Enter the Rafflecopter Giveaway here
In some ways, Kelli Peters was born to be a volunteer. Once she started helping in the kindergarten class, she never looked back. She passed out papers, took children to the bathroom, answered questions, showed the children how to tie their shoes, and helped them write their ABCs.
“It was trial by fire,” Kelli says. “Kindergarten had thirty kids that year, so Mrs. Jones, the teacher, really depended on us. The kids were so needy at that age. They cried for their moms, so I was always holding one or another and comforting them. When they weren’t crying or asking to go to the bathroom, they were wiping boogers on the walls or running around like crazy monkeys. They just wanted to play all the time, and we had to balance that with trying to teach them something. I was constantly cleaning the classroom or chasing one of them down or soothing wounded feelings or tending to boo-boos. It was nonstop, organized chaos, but I loved it.”
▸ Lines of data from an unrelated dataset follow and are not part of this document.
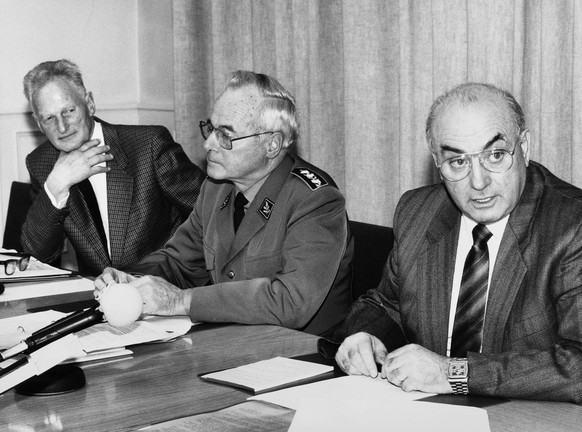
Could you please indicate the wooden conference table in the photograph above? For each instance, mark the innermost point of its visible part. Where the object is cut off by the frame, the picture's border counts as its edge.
(161, 383)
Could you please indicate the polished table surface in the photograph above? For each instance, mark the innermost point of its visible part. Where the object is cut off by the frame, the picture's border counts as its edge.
(160, 382)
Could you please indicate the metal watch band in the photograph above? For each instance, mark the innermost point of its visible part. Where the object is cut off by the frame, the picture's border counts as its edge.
(460, 387)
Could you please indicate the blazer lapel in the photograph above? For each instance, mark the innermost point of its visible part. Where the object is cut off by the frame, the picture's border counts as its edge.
(437, 266)
(510, 268)
(81, 217)
(119, 195)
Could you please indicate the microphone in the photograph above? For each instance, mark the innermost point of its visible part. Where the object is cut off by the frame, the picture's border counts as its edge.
(70, 324)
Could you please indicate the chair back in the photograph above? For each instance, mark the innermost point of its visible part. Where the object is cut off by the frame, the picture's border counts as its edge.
(372, 245)
(18, 205)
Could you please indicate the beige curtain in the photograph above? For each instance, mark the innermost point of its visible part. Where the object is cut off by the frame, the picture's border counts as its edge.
(365, 72)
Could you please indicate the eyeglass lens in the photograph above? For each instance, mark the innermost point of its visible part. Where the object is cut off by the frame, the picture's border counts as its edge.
(11, 265)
During that first year of volunteering at Plaza Vista, she would walk through the classroom every day to have little kids with eager faces and bright eyes run up to her and give her hugs. They clamored to tell her about their days, their pets, or their latest interests. She pulled them close and listened to them pour out their hearts. Her own heart filled to the brim to see all of these wonderful little human beings talking over each other to share their interests with Miss Kelli.
“I was just an ordinary person,” Kelli says, “but they made me feel so special. I loved the feeling of helping children and being part of their learning processes and growing up. There was no better feeling than being part of their lives. I didn’t care that I wasn’t being paid. The reward was so much greater.”
At the end of the year, Kelli had t-shirts made that said, “I Survived Volunteering in Mrs. Jones’ Class.” The parent volunteers wore them around school, garnering knowing smiles and laughter of fellow parents and staff. Everyone knew that if a mom survived volunteering in kindergarten, she could survive anything.
The following year, Kelli again volunteered in the classroom, this time for first grade. That was the year she was first asked to run for the PTA.
“I’d successfully survived being a volunteer in kindergarten,” Kelli says, “and still showed up to volunteer in the classroom in first grade. Some parents had quit forever after the kindergarten year. Only the strong survived!” She laughs at the memory.
Kelli was not only shocked to be asked to run for the PTA, but surprised to hear herself say yes.
“I loved volunteering and always said yes to everything,” she says. “If someone needed help with something, I said yes. If they needed a parent to bring food for a party, I said yes. If a teacher needed help in her classroom, I said yes. Then I was asked if I would be interested in running for secretary of the PTA…and I naturally said yes. But then I immediately second-guessed myself. I was concerned that I didn’t have the experience. I didn’t think I would win. In my mind, I thought they just needed people to run.” She shakes her head at the memory. “Well, I had no idea that I was the only person running for the office of secretary. So guess what? I won.”
Once Kelli won the seat, her already busy life ratcheted up.